When a death occurs or a brain death declaration is imminent, several medical physicians confirm the brain death declaration in the hospital. Once confirmed, all hospitals are required by Medicare to contact an independent organ procurement organization (OPO), like Lifeline of Ohio. The OPO evaluates the individual for the potential to donate organs and or tissues and facilitates the placement of the organs with waiting recipients, and the recovery process which includes delivery to the transplanting centers. This process ensures neither the hospital nor the transplant center is involved in the donation process.

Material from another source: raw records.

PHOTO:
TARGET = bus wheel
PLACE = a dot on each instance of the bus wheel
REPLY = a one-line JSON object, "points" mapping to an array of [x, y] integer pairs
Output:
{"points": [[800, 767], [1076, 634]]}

Once an organ has been donated, the best transplant candidate match is identified and contacted by the transplant center. The prospective recipient then goes directly to the hospital to receive their transplant. Following a transplant, recovery times can vary from a few days to several months. To ensure the body accepts the new organ, recipients need to take immunosuppressive drugs daily.
With tissue donation, there is not a single national waiting list, but the Food and Drug Administration (FDA) regulates the country’s tissue banks. Medical matching for tissue donation is not necessary because the donated tissue is processed before it is implanted into a recipient as an allograft.
Additionally, it is not necessary for tissue recipients to take medications after their transplant because of the purifying that takes place in the processing and preparation of the tissue before it is transplanted.
Both organ and tissue recipients are able to resume normal active lives after their transplants.